I Stole a Link Hoard from a Dragon

That is, if dragons were real and they hoarded links. Anyways, never fear, this isn’t turning into an uberlinklog any time soon. I just have the habit of bookmarking stuff to read later and then thinking it would be such a waste if I simply deleted them after I’m done.

* * *
Blogger-Centric

Where Are All The Women? One blogger thinks the whole argument of female vs. male blogs is blown out of proportion and that feminist bloggers should chill out. I’m thinking I really should stop linking to all this blather about whether or not female bloggers are ignored, but I can’t help reading this stuff–it’s like being morbidly drawn to watch car wrecks.

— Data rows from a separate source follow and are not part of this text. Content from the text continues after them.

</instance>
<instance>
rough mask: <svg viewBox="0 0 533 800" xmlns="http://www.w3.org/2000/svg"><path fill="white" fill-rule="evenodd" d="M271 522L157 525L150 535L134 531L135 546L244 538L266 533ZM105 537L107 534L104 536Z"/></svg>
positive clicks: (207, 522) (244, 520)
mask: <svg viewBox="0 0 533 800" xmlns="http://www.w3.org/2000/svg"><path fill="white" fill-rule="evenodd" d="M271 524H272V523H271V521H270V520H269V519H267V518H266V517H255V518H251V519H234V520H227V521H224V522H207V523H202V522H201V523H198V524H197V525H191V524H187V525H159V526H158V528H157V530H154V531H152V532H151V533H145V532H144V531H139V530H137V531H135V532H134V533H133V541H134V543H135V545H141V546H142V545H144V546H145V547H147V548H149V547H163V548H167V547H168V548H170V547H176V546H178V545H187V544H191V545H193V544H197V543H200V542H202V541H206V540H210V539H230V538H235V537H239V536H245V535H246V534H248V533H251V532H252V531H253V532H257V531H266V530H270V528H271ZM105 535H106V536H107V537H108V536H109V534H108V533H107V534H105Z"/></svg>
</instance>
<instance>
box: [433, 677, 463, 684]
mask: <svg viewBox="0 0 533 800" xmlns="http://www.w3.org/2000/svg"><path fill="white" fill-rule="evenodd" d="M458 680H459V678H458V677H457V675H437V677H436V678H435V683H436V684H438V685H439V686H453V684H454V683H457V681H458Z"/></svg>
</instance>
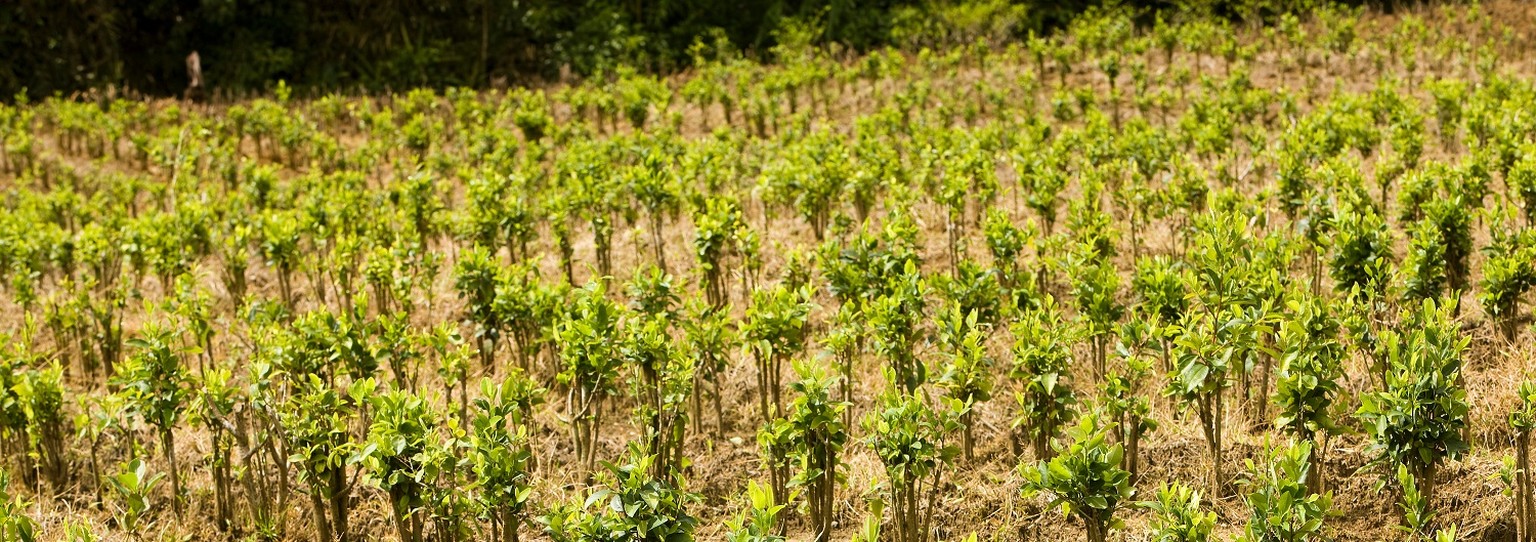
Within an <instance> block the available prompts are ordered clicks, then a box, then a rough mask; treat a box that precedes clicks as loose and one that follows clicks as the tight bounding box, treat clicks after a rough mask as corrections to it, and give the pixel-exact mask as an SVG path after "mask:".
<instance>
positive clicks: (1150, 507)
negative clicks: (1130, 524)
mask: <svg viewBox="0 0 1536 542" xmlns="http://www.w3.org/2000/svg"><path fill="white" fill-rule="evenodd" d="M1140 505H1141V508H1147V510H1150V511H1152V514H1154V516H1152V533H1150V534H1152V536H1150V539H1152V540H1157V542H1209V540H1210V531H1212V530H1215V527H1217V513H1213V511H1201V507H1200V491H1198V490H1195V488H1190V487H1189V485H1184V484H1180V482H1174V484H1164V485H1158V488H1157V493H1155V501H1143V502H1140Z"/></svg>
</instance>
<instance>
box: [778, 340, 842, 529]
mask: <svg viewBox="0 0 1536 542" xmlns="http://www.w3.org/2000/svg"><path fill="white" fill-rule="evenodd" d="M794 368H796V373H799V375H800V381H799V382H794V384H790V388H791V390H793V392H796V398H794V402H791V405H790V416H788V418H780V419H779V421H776V422H774V424H771V425H770V431H774V433H777V435H776V436H773V439H774V441H776V442H786V444H788V448H790V450H788V458H786V459H790V461H791V462H793V464H797V465H799V473H796V476H794V479H791V481H788V484H786V488H790V487H800V488H805V499H806V504H808V508H809V511H811V517H809V519H811V531H813V539H814V540H816V542H825V540H826V539H828V536H829V534H831V528H833V513H834V508H833V497H834V494H836V488H837V482H840V478H842V474H840V473H839V470H837V467H839V454H840V453H842V450H843V445H845V444H846V442H848V431H846V427H845V425H843V408H848V405H846V404H845V402H839V401H833V398H831V390H833V385H834V384H836V381H837V376H834V375H828V373H826V372H825V368H822V367H820V365H817V364H813V362H797V364H796V367H794Z"/></svg>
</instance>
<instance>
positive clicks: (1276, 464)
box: [1241, 442, 1335, 542]
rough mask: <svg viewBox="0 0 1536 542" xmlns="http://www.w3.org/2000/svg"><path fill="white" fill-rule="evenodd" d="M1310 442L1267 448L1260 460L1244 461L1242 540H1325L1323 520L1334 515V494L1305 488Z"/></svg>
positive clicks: (1303, 541) (1293, 541) (1263, 541)
mask: <svg viewBox="0 0 1536 542" xmlns="http://www.w3.org/2000/svg"><path fill="white" fill-rule="evenodd" d="M1310 454H1312V444H1307V442H1299V444H1290V445H1286V447H1270V448H1269V450H1267V451H1266V456H1264V458H1263V459H1261V462H1258V464H1255V462H1253V461H1252V459H1249V461H1247V468H1249V474H1247V478H1246V479H1244V482H1243V484H1244V485H1247V488H1249V493H1247V496H1244V497H1243V501H1244V502H1246V504H1247V507H1249V521H1247V525H1246V527H1244V528H1243V537H1241V540H1244V542H1306V540H1327V539H1329V536H1327V531H1326V530H1324V525H1322V521H1324V519H1327V517H1329V516H1333V514H1335V513H1333V493H1332V491H1329V493H1322V494H1318V493H1312V491H1309V490H1307V479H1309V474H1307V471H1309V470H1310V465H1312V464H1313V462H1312V461H1310V459H1309V456H1310Z"/></svg>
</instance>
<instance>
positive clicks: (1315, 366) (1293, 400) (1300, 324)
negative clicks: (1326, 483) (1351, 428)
mask: <svg viewBox="0 0 1536 542" xmlns="http://www.w3.org/2000/svg"><path fill="white" fill-rule="evenodd" d="M1290 313H1292V316H1290V319H1287V321H1286V322H1284V324H1283V326H1281V327H1279V332H1278V339H1276V342H1278V347H1279V352H1281V364H1279V372H1278V375H1276V382H1275V404H1276V405H1278V407H1279V418H1276V419H1275V425H1278V427H1279V428H1281V430H1283V431H1286V433H1290V435H1293V436H1296V438H1299V439H1303V441H1307V442H1310V445H1312V451H1310V454H1309V458H1310V461H1312V465H1310V467H1309V470H1307V473H1309V474H1307V481H1306V482H1307V488H1309V490H1310V491H1312V493H1322V450H1324V442H1326V439H1327V438H1330V436H1333V435H1338V433H1339V431H1341V428H1339V427H1338V424H1335V422H1333V401H1335V399H1336V398H1338V393H1339V384H1338V382H1339V381H1341V379H1342V378H1344V367H1342V362H1344V355H1346V350H1344V345H1342V344H1339V341H1338V335H1339V321H1338V318H1335V316H1333V315H1332V307H1330V306H1329V302H1327V301H1322V299H1319V298H1304V299H1298V301H1292V302H1290Z"/></svg>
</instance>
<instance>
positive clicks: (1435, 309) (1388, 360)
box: [1356, 301, 1470, 502]
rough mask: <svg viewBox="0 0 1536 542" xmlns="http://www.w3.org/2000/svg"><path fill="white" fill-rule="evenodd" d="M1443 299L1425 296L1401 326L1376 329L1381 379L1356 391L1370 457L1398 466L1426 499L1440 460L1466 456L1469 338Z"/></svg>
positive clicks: (1428, 499) (1387, 464)
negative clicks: (1467, 362) (1383, 369)
mask: <svg viewBox="0 0 1536 542" xmlns="http://www.w3.org/2000/svg"><path fill="white" fill-rule="evenodd" d="M1452 312H1453V309H1452V307H1450V304H1442V306H1436V304H1435V302H1433V301H1424V304H1422V306H1419V307H1418V309H1416V310H1413V312H1410V313H1409V315H1405V318H1404V322H1402V327H1401V330H1387V332H1385V333H1382V338H1381V341H1382V350H1384V352H1385V381H1384V385H1382V388H1381V390H1379V392H1372V393H1367V395H1362V396H1361V405H1359V410H1358V411H1356V416H1358V418H1359V419H1361V422H1362V425H1364V427H1366V433H1367V436H1370V448H1369V451H1370V453H1372V454H1373V456H1375V459H1373V462H1376V464H1384V465H1387V467H1389V468H1392V467H1396V465H1402V467H1405V468H1407V470H1409V474H1412V476H1413V479H1415V481H1416V482H1418V485H1419V488H1421V490H1422V491H1424V499H1425V502H1433V497H1435V490H1436V487H1438V485H1436V484H1438V473H1439V464H1441V462H1442V461H1444V459H1455V458H1459V456H1461V454H1462V453H1465V451H1467V450H1468V448H1470V445H1468V444H1467V441H1465V439H1464V430H1465V427H1467V413H1468V410H1470V407H1468V404H1467V390H1465V388H1464V387H1462V376H1461V370H1462V365H1464V353H1465V350H1467V344H1468V338H1467V336H1464V335H1462V332H1461V324H1459V322H1456V319H1455V316H1453V315H1452Z"/></svg>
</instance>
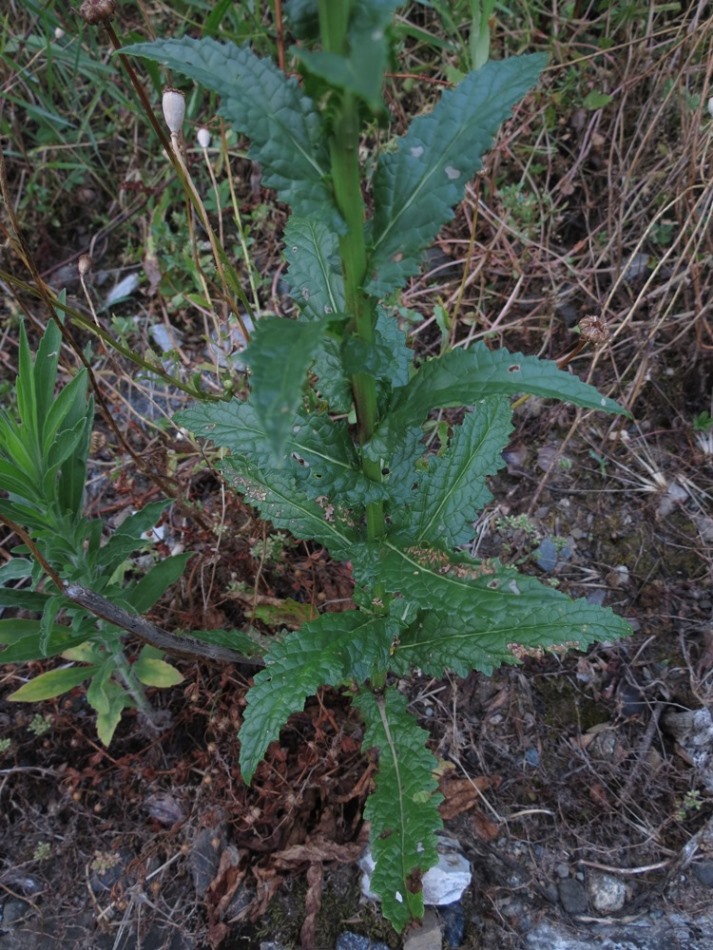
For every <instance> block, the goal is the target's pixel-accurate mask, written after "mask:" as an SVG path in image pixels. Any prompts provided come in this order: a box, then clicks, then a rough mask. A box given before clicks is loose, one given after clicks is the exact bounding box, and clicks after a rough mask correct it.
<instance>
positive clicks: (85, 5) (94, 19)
mask: <svg viewBox="0 0 713 950" xmlns="http://www.w3.org/2000/svg"><path fill="white" fill-rule="evenodd" d="M115 13H116V0H84V3H83V4H82V5H81V7H80V8H79V15H80V17H81V18H82V19H83V20H84V21H85V22H86V23H91V24H97V23H106V21H107V20H111V18H112V17H113V16H114V14H115Z"/></svg>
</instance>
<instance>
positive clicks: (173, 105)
mask: <svg viewBox="0 0 713 950" xmlns="http://www.w3.org/2000/svg"><path fill="white" fill-rule="evenodd" d="M161 108H162V109H163V117H164V119H165V120H166V125H167V126H168V130H169V132H170V133H171V135H178V133H179V132H180V131H181V129H182V128H183V120H184V118H185V117H186V97H185V96H184V95H183V93H182V92H179V91H178V89H164V92H163V98H162V100H161Z"/></svg>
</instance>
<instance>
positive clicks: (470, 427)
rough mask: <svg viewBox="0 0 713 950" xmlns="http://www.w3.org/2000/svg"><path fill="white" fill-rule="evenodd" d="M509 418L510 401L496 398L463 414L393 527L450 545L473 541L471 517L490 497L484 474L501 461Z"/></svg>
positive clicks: (511, 415)
mask: <svg viewBox="0 0 713 950" xmlns="http://www.w3.org/2000/svg"><path fill="white" fill-rule="evenodd" d="M511 417H512V411H511V409H510V404H509V403H508V400H507V399H505V398H503V397H498V396H494V397H490V398H489V399H483V400H482V401H481V402H479V403H478V404H477V405H476V407H475V408H474V409H473V411H472V412H469V413H467V414H466V416H465V419H464V420H463V423H462V424H461V425H459V426H456V428H455V430H454V432H453V436H452V438H451V440H450V443H449V445H448V448H447V449H446V451H445V452H444V453H443V455H440V456H435V457H434V456H432V457H431V458H430V460H429V464H428V468H427V469H426V471H425V472H424V473H423V474H422V475H421V476H420V482H419V486H418V490H417V492H416V493H415V496H414V498H413V501H412V503H411V511H410V512H409V513H408V514H407V515H406V516H405V517H404V519H403V523H397V525H396V530H397V531H398V533H399V535H400V536H401V537H402V538H406V539H408V541H410V542H412V543H415V544H423V543H424V542H426V543H429V544H433V545H435V546H437V547H443V546H445V547H451V548H454V547H458V546H459V545H461V544H467V543H468V541H470V540H472V538H473V535H474V529H473V522H474V520H475V516H476V514H477V513H478V512H479V511H480V509H481V508H483V507H484V505H485V504H487V502H488V501H490V499H491V498H492V495H491V494H490V492H489V490H488V488H487V485H486V484H485V478H486V476H488V475H494V474H495V473H496V472H497V471H498V470H499V469H501V468H502V467H503V465H504V464H505V463H504V461H503V457H502V452H503V449H504V448H505V446H506V445H507V443H508V439H509V437H510V433H511V431H512V424H511Z"/></svg>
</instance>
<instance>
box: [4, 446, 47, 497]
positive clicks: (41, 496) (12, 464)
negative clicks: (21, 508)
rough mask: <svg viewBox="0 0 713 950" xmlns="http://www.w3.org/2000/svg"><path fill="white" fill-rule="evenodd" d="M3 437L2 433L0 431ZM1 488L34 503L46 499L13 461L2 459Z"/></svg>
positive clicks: (13, 494) (11, 493)
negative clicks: (4, 459)
mask: <svg viewBox="0 0 713 950" xmlns="http://www.w3.org/2000/svg"><path fill="white" fill-rule="evenodd" d="M0 439H2V433H0ZM0 489H2V491H6V492H8V494H10V495H16V496H17V497H18V498H23V499H25V500H26V501H30V502H32V503H33V504H42V503H43V501H44V499H43V497H42V494H41V492H39V491H38V490H37V488H36V487H35V486H34V485H33V484H32V483H31V482H30V480H29V479H28V478H27V476H26V475H24V474H23V473H22V472H21V471H20V470H19V469H18V467H17V465H15V464H14V463H13V462H6V461H5V460H4V459H0Z"/></svg>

Where are the women bloggers overload. A Pandagon article quoting women op-ed journalists on the reasons for the dearth of female opinion writers.

The Blog Cycle. Anil Dash writes about how blogger communities rehash the same things over and over again. I think musing about the blog cycle is part of the blog cycle itself.

How to grow your (blogging) audience. I think you can do all those things and still have no audience.

Blogsnow. Another link aggregator.

* * *
Science

Classic maths puzzle cracked at last. A graduate student finally figured out the pattern for primes and partitioning–which will undoubtedly have applications in encryption technologies.

Chewing gum can ‘enhance breasts’. This is a BBC article, not spam.

Utensils divulge dinner date’s feelings. “Although it may never reach the market, a new type of dating tool could give inspiration to the romantically challenged. By attaching electrodes to regular eating utensils, inventor James Larsson has created knives and forks that can pick up on whether the person across the table feels uncomfortable or pleased.”

Women get extra dose of X-chromosome genes. “However, it seems that the inactive X doesn’t just sit down and shut up. The first of two research papers on the human X chromosome, both published in Nature, analyses the complete sequence of the chromosome. The second shows that women still express many genes from their inactive X chromosomes. What’s more, different women express different genes from the inactive X.”

* * *
Time Wasters

Moodcatcher. It says I’m experiencing an existential crisis and that I’m having a “long dark night of the soul.” I suppose that’s true enough. Also it gave me Eel-grass, a poem by Edna St. Vincent Millay.

Is that a spreadsheet on your screen – or solitaire? Companies want to pose restrictions on employees for playing computer games. Well, I don’t play solitare (or any other computer games for that matter, except for IF)–but I do read weblogs.

Actually, sex doesn’t sell. “Sex sells, but not serious sex. Films can be sexy, but they can’t portray the sexual intimacy most people crave. In the movies, you have to have safe sex palatable to a younger audience. The portrayal has to be violent or funny.”

How to really confuse your party guests. Pictures of a gravity-defying room.

The Periodic Table of Rock. Split into metals and non-metals as well as a bunch of false metals. And why did Lenny Kravitz get his own column?

Medieval and Renaissance Illuminated Manuscripts from Western Europe. I am such a sucker for old books.

‘Satanic’ turtle survives inferno. I don’t see any devil faces. It’s just a case of a bunch of crazy pet shop owners trying to make a quick buck off of gullible, superstitious people.

Knobtweakers. (via Podcast.net) An mp3 blog for electronic music fans! Plenty of interesting stuff.